The values of nodes whose type is derived by union from an XML Schema primitive type are represented by a sequence of atomic values each of whose type is one of the individual types from the union. The union type information is lost and only the specific types of each individual item is retained.

An atomic value can be constructed from the value's lexical representation. Given a string and an atomic type, the atomic value is constructed in such a way as to be consistent with validation. In particular the construction takes into consideration the facets of the type. If the string does not represent a valid value of the type, an error is raised. When xs:anySimpleType is specified as the type, no validation takes place. The details of the construction are described in the Constructor Functions and the related Casting Functions section of .

A string value can be constructed from an atomic value. Such a value is constructed by converting the atomic value to its string representation as described in the Casting Functions section of . Using the canonical lexical representation for atomic values may not always be compatible with XPath 1.0.

Sequences

A sequence is an ordered collection of zero or more items. An item may be a node or an atomic value, i.e. a sequence may contain nodes, atomic values, or any mixture of nodes and atomic values. When a node is added to a sequence its identity remains the same. Consequently a node may occur in more than one sequence and a sequence may contain duplicate items. Sequences are flat, they may not contain other sequences.

An important characteristic of the data model is that there is no distinction between an item (a node or an atomic value) and a singleton sequence containing that item. An item is equivalent to a singleton sequence containing that item and vice versa.

Sequences replace node-sets from XPath 1.0. In XPath 1.0, node-sets do not contain duplicates. In generalizing node-sets to sequences in XPath 2.0, duplicate removal is provided by functions on node sequences.

A collection of documents is represented in the data model as a sequence of document nodes.

A sequence has no identity. Equality comparison of sequences is performed only by comparing the items of the sequences.

XML Information Set Conformance

This specification conforms to the XML Information Set . The following information items must be exposed by the infoset producer to construct a data model fragment:

The Document Information Item with base URI and children properties.

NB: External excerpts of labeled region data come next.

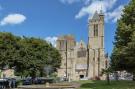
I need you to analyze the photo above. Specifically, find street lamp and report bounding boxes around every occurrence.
[65,40,68,80]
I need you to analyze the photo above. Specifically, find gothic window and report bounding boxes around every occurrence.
[94,24,98,36]
[77,49,86,58]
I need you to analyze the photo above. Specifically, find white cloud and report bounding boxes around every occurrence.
[75,0,117,19]
[45,36,58,47]
[106,5,124,22]
[0,14,26,25]
[60,0,81,4]
[59,0,92,5]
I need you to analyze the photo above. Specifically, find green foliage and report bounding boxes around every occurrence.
[111,0,135,74]
[0,32,61,77]
[77,80,135,89]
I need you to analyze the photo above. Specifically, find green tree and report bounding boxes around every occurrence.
[111,0,135,80]
[0,32,61,77]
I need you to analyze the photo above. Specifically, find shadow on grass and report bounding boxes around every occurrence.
[80,83,96,88]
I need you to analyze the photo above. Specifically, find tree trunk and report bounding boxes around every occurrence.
[133,73,135,81]
[106,74,110,85]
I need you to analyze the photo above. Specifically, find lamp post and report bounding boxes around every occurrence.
[65,40,68,80]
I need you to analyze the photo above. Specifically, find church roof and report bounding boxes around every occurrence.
[58,35,75,40]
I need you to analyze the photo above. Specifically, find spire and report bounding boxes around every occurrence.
[92,11,100,20]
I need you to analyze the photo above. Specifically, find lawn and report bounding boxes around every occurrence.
[75,80,135,89]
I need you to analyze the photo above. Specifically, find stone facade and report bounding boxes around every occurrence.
[57,12,107,80]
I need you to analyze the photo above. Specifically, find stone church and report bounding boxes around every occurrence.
[56,11,107,80]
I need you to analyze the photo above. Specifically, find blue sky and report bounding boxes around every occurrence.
[0,0,129,54]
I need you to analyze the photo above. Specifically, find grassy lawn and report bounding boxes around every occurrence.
[75,80,135,89]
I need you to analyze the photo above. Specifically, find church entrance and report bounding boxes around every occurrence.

Element Information Items with children, attributes, in-scope namespaces, local name, namespace name, parent properties.

Attribute Information Items with namespace name, local name, normalized value, owner element properties.

Character Information Items with character code and parent properties.

Processing Instruction Information Items with target, content and parent properties.

Comment Information Items with content and parent properties.

Namespace Information Items with prefix and namespace name properties.

Other information items and properties made available by the Infoset processor are ignored. In addition to the properties above, the following properties from the PSV Infoset are required:

validity, type definition, type definition namespace, type definition name, type definition anonymous, member type definition, member type definition namespace, member type definition name, member type definition anonymous and schema normalized value properties on Element Information Items.

References Normative References World Wide Web Consortium, XML Information Set (Infoset). See http://www.w3.org/TR/xml-infoset/. World Wide Web Consortium, Namespaces in XML See http://www.w3.org/TR/REC-xml-names. World Wide Web Consortium, XQuery 1.0 and XPath 2.0 Functions and Operators. See http://www.w3.org/TR/xpath-functions/. World Wide Web Consortium, XML Schema Part 1: Structures. See http://www.w3.org/TR/xmlschema-1. World Wide Web Consortium, XML Schema Part 2: Datatypes. See http://www.w3.org/TR/xmlschema-2. Other References World-Wide Web Consortium XML Query Data Model, Working Draft, Feb 2001. See http://www.w3.org/TR/2001/WD-query-datamodel-20010215/. World-Wide Web Consortium XML Path Language (XPath): Version 1.0. November, 1999. See http://www.w3.org/TR/xpath.html. World Wide Web Consortium, XPath Requirements Version 2.0. See http://www.w3.org/TR/xpath20req. World-Wide Web Consortium XML Path Language (XPath): Version 2.0. See http://www.w3.org/TR/xpath20/. World Wide Web Consortium, XSL Transformations Language (XSLT): Version 2.0. See http://www.w3.org/TR/xslt20/. World Wide Web Consortium, XQuery 1.0 and XPath 2.0 Formal Semantics. See http://www.w3.org/TR/xquery-semantics/ World Wide Web Consortium, XML Query Working Group. Home page: http://www.w3.org/XML/Query. World Wide Web Consortium, XSL Working Group. Home page: http://www.w3.org/Style/XSL/. World Wide Web Consortium, XQuery 1.0: A Query Language for XML. See http://www.w3.org/TR/xquery/. World Wide Web Consortium, XML Query Requirements. g See http://www.w3.org/TR/2003/WD-xquery-requirements-20030502.

Glossary

Example

We use the following XML document to illustrate the information contained in a data model fragment:

&dm-example.xml;

The document is associated with the URI http://www.example.com/catalog.xml, and is valid with respect to the following XML schema:

&dm-example.xsd;

This example exposes the data model for a document that has an associated schema and has been validated successfully against it. In general, an XML Schema is not required, that is, the data model can represent a schemaless, well-formed XML document with the rules described in .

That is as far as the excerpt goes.